The legal system does not only force women to fit into a small box, it places us in a no-win situation where any move can incriminate. One of the texts that has brought this home to me is Naomi Wolf’s The Beauty Myth, in which Wolf lists a number of sexual harrassment cases in the United States, the outcomes of which undermine one another. “United States law,” writes Wolf, “developed to protect the interests of the power structure by setting up a legal maze in which the beauty myth blocks each path so that no woman can “look right” and win.”

Put in other words, the law will defend a male employer who insists on “feminine” workplace standards and dress codes, and also defend that employer if he claims that a woman’s feminine dress in the workplace provoked him to sexually harrass or assault her. “With these rulings,” Wolf summarises, “a woman’s beauty became at once her job and her fault.”

Wolf offers ample illustrations to make her point. She describes how in a Hopkins v Price-Waterhouse case, Hopkins was denied a partnership despite bringing in the most business of any employee. She was told she “needed to learn to ‘walk more femininely, talk more femininely, dress more femininely,’ and ‘wear makeup’.” In another case, a woman by the name of St. Cross lost her job because she was too “old” and too “ugly” – Craft lost hers because she was too “old”, too “ugly”, “unfeminine,” and didn’t dress right. The case Tamini v Howard Johnson Company, Inc, proved that “you can lose your job if you don’t wear make-up.”

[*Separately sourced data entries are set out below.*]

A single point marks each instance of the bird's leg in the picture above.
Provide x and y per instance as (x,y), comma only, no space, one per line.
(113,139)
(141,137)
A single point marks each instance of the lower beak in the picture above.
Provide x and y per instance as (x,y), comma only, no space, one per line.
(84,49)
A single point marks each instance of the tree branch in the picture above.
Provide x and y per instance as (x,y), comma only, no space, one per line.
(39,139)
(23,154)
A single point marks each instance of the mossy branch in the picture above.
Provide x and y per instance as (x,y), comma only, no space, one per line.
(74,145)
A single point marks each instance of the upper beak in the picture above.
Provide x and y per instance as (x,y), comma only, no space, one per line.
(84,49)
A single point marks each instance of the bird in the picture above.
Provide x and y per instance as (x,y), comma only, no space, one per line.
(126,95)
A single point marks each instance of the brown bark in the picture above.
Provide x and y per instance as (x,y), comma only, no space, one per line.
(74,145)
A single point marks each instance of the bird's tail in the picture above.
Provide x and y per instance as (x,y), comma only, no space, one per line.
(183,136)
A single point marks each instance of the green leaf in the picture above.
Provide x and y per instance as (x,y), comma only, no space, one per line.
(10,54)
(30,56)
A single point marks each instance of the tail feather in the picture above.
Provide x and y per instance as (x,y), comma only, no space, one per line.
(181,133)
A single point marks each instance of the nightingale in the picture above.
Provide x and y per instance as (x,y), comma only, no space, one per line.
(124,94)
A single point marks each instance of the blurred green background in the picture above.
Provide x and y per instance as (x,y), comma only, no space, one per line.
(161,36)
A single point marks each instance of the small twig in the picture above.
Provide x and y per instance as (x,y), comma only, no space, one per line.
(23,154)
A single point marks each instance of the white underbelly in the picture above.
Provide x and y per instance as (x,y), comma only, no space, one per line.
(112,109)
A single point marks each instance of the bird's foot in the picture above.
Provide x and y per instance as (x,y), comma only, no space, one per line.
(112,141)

So, do these cases prove that the law will treat a woman fairly in employment disputes if she looks the part? We know that they don’t. Wolf mentions Policewoman Nancy Fahdl, who was fired because she looked ‘too much like a lady’; and Michelle Vinson, who took a sex discrimination case against Meritor Savings Bank in 1986. “Vinson was young and ‘beautiful’ and carefully dressed. The district court ruled that her appearance counted against her…. “provocative” dress could… decide whether her harrassment was ‘welcome’… Her beauty in her clothes was admitted as evidence to prove that she welcomed rape from her employer.”

In the ultimate expression of this contradictory standard, the Diaz v Coleman case, “a dress code of short skirts was set by an employer who allegedly sexually harrassed his female employees because they complied with it,” writes Wolf. What is at stake in each case like this is not only a set of misogynist rules that women alone are expected to comply with – but male power and capacity to dictate and redefine the rules at will.

Self defense: Forbidden act, but necessary evidence

The court cases that Wolf discusses around workplace dress codes and sexual harrassment demonstrate how women are penalised both for compliance and for resistance to sexist norms. What is at stake in each case is rape culture: men’s power to rape with impunity, since women are guilty at the outset.

When rape cases are taken to court, women are expected to provide evidence of resistance. In the film Consent, which documents the court hearings following Louise Nicholas’ well-known complaints of gang rape committed by policemen, a defense lawyer challenges Nicholas. “You didn’t try, Mrs. Nicholas – you didn’t try,” he says. “You didn’t shout, you didn’t walk out, you didn’t push them off. You said, “Guys, I’m not into this.” That’s what you are telling us.” Nicholas replies in her own defense, “That’s all I could do.”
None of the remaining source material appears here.